The Exaltation of the Cross

In the Orthodox Church, there are three major commemorations of the Cross itself, on August 1, on September 14 and on the third Sunday of the Great Lenten fast.  When you add in other minor festivals and events where the cross figures prominently (including the stavrotheotokia at Vespers on Tuesday and Thursday nights) and also the troparia of the hours on Wednesday and Friday, the Cross is commemorated in Orthodox hymnography and prayers for the entire year.   As St.
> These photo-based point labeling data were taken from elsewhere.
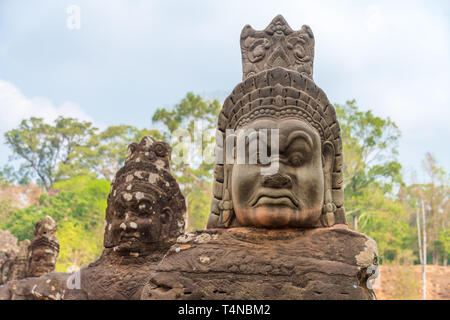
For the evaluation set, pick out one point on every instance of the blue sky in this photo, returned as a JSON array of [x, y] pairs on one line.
[[131, 57]]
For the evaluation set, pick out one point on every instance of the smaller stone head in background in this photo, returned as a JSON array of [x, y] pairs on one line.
[[44, 248], [145, 206]]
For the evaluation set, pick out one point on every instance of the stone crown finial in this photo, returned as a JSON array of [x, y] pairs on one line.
[[277, 46]]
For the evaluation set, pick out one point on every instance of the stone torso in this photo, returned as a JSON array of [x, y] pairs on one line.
[[250, 263]]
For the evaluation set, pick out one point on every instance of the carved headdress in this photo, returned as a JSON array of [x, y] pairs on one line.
[[277, 83]]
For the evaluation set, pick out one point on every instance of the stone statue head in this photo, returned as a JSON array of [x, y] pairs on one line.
[[145, 206], [44, 248], [279, 95]]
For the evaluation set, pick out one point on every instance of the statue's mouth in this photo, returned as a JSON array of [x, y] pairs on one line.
[[129, 237], [275, 198]]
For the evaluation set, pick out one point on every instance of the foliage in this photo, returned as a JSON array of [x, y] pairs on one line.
[[78, 207], [42, 146], [73, 161]]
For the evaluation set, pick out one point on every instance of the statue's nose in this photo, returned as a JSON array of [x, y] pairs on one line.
[[277, 181]]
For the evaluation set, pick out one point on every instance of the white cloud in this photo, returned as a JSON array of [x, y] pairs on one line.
[[14, 107]]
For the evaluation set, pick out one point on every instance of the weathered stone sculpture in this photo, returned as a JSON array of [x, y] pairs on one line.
[[307, 189], [35, 258], [144, 217], [16, 266], [277, 46], [145, 206], [281, 235], [277, 235], [44, 248]]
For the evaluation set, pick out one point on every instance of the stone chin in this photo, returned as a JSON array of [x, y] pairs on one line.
[[278, 215]]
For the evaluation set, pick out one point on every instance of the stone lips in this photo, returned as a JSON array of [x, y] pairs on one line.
[[280, 93]]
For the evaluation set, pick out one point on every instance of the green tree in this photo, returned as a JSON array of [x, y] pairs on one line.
[[195, 180], [78, 206], [105, 152], [370, 157], [42, 147]]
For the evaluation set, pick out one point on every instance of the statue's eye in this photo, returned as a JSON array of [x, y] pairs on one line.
[[296, 159], [144, 206]]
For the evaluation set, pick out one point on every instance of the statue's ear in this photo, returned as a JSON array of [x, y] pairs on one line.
[[328, 157], [328, 163]]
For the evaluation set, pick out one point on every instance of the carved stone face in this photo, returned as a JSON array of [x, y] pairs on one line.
[[294, 196], [43, 261]]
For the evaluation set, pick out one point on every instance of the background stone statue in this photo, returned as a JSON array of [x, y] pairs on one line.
[[307, 190], [44, 248], [33, 258], [144, 217]]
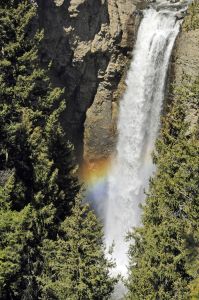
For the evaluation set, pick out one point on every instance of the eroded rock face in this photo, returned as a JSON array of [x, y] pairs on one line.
[[186, 55], [89, 45], [185, 61]]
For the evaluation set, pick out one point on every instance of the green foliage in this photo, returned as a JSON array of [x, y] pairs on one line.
[[166, 248], [76, 260], [192, 19], [49, 248]]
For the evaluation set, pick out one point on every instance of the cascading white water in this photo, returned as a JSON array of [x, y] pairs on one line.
[[138, 126]]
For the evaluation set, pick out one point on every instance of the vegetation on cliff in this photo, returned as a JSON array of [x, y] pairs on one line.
[[50, 244], [165, 253], [192, 19]]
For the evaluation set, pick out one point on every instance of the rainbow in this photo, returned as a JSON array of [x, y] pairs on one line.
[[94, 175]]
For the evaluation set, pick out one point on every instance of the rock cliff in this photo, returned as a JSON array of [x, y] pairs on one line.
[[89, 45], [185, 59]]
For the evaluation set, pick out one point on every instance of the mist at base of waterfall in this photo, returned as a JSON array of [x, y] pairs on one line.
[[138, 126]]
Paul said, "God forbid that I should glory except in the Cross of our Lord, Jesus Christ."  Our boasting is in an instrument where God humbled His very Self.  No longer is it instrument of torture and death; it is now the means to life itself.  And no longer is it merely a symbol, but it is a weapon.

The Lord Himself used His own Cross as a weapon when He broke down the doors to Hades and lifted up Adam and Eve and the Patriarchs and their descendants from the bondage which kept them.  You can see that in the icon reproduced for this post.  Christ holds His Cross with one hand and with the other reaches out to Adam. 

For us, too, the Cross of our Lord should be a weapon.  It is the weapon which the demons fear and for which they have no countermeasure.  The psalmist says,"The light of thy countenance O Lord, is signed upon us."  And it has been signed on us with the cross which was made upon our heads, hearts, hands, feet when we were baptized and chrismated.  It is a weapon which we all have when we sign ourselves and which we can call upon at any time to fend off the attacks of the evil ones.  We should never fear to use it.

For this reason, and many more, do we then exalt in our Lord's Cross.  Historically, this feast commemorates the retrieval of the Cross from the Sassanids by the Roman Emperor Heraclius I in the 7th century which was then returned to Jerusalem.    Even Heraclius, I would presume, recognized the power of the cross to vanquish enemies of the faith and maybe that is why he set out to retrieve it.  But whatever the historical basis for this feast, we should always rejoice in the cross and make it part of our spiritual arsenal.  Sign yourself with the cross daily and with faith.